Dua hari pasca kejadian, Jumat (28/11/2025), permukiman di sepanjang aliran Sungai Guo masih dipenuhi lumpur dan sisa-sisa material banjir.
Ernita (54), seorang warga terdampak, mengungkapkan kondisi kampungnya saat ini. “Seperti inilah kondisi kami sekarang. Alhamdulillah tidak ada korban jiwa, tapi rumah dan kampung hancur begini,” ujarnya dengan nada sedih.
Rumah Ernita tampak berantakan dengan lumpur menutupi pakaian, lemari, hingga kaca jendela. Namun, ia tetap bersyukur seluruh keluarganya selamat, termasuk suaminya yang menderita penyakit jantung.

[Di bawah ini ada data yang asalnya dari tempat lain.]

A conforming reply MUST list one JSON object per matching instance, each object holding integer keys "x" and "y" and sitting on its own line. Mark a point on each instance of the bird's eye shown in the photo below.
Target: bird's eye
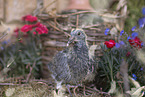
{"x": 79, "y": 33}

Ia menceritakan, peristiwa galodo terjadi sekitar pukul 23.00 WIB. Saat hendak tidur, ia mendengar teriakan histeris warga yang memperingatkan adanya galodo dari hulu Batang Guo. Bersama suami, anak, dan cucunya, Ernita segera mengungsi ke Bukit Guo yang berada di belakang rumahnya.
“Air saat itu belum terlalu tinggi, jadi kami semua bisa menyelamatkan diri,” terangnya.
Ernita menuturkan hampir seluruh perabotan rumahnya terendam banjir. Bahkan, sebagian lantai kamar rumahnya terancam amblas. Ia mengaku baru pertama kali mengalami banjir separah ini. “Hanya bisa pasrah melihat barang-barang terendam. Baru kali ini banjir separah ini,” ungkapnya.
Saat ini, Ernita dan keluarganya terpaksa tinggal di rumah yang masih kotor dan dipenuhi lumpur.